2009年03月16日 02時09分09秒 | ヨタ話/写真
 ワイシャツは何ゆえにあれだけ細かい寸法分けがなされているのだろうか。

 ワイシャツを買おうと売場に向かっても、あの種類の多さにウンザリする。首周りと袖丈をぴったりとさせたいというのがその理由ではあろうがしかし、店で採寸してもらい、その通りの寸法のシャツを購入しても、それが実用的であったためしがない。人は、気ヲツケの姿勢のままで一日過ごすものではないのだ。

 あなたにはこのサイズ、と差し出されたシャツは、ただ気ヲツケしているぶんには申し分ないものだったろう。しかし人は普通、荷物を抱えて歩いたり、知り合いに挨拶したり、満員電車で吊革に手を伸ばしたり、タメイキをつきうなだれたり、笑ったり、パソコンの画面を食い入るように見つめつつ肩肘はりムムムと唸ってみたり…つまるところ様々な動作をするものだ。

 動く度に窮屈さを感じさせるようならば、あの細かい寸法分けは、仕事着としてのワイシャツにはまったくの無意味だ。あるいはこれは、売る側の想像力の欠如とも言えるのではなかろうか。その反動が、宴席においてネクタイで鉢巻をしてシャツのボタンを二つ三つ外したりするサラリーマンを生み出しているのかもしれない(ちがうかもしれない)。

 花粉症対策用のマスク、なんてのも同じような問題があるように見える。いかにも顔面にぴったりフィットして快適であるかのように見せてはいるが、それはマスクの下で無表情に徹し、誰とも言葉を交わさぬ場合に限ってのことである。もっとも、最近のものはぴったりフィットしつつ伸び縮みするものもあるようだが。

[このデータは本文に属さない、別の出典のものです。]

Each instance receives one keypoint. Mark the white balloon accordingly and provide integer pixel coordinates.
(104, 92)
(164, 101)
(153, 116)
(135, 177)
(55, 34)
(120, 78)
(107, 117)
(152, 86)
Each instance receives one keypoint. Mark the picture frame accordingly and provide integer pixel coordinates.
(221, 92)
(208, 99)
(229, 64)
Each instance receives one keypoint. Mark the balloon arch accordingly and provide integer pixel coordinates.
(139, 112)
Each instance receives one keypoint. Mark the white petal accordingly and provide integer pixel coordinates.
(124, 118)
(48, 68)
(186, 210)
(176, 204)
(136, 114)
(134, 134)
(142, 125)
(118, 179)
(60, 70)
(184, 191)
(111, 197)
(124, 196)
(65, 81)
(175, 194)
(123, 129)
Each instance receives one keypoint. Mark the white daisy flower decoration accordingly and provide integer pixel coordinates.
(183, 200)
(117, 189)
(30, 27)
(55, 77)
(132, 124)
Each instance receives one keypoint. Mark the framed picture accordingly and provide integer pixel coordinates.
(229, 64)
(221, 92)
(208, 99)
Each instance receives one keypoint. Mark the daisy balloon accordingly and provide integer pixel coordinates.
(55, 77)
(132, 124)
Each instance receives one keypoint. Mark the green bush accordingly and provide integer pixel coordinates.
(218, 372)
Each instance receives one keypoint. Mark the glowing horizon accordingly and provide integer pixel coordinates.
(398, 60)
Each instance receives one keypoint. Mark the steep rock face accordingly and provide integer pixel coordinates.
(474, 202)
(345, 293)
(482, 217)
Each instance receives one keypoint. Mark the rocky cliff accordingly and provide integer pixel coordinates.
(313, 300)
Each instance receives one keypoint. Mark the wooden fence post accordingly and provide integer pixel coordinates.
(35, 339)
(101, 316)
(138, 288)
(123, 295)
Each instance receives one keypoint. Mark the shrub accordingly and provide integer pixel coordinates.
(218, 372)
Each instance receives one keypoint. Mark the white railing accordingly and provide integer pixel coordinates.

 どこやらの国では、日本式に腕を垂らした状態ではなく、両の腕を水平に挙げ、肘を直角に曲げ指先を前方に向けた(平泳ぎの途中みたいな)状態で採寸するのだと、何かの本で読んだことがある。なるほどそれならば、ある程度の動きにも対応しよう。ちょっとした想像力が生み出す差というものは案外大きいのだ。

 そんなわけでワイシャツを新調するのについつい臆病に(?)なっていたのだが、意外で簡単しかも安価な解決策があった。首周りも何も気にせず、単にユニクロでXLサイズのワイシャツを買ってきて、袋から出して着る。それだけでよかったのだ。襟は苦しくなく、袖の長さも充分で、柔らかめの生地は着心地も悪くない。しかも安い。サイズはS、M、L、XLというのみ。かしこまった場で着るわけでもなし、一種の作業服と割り切るならばこれでいいのだ。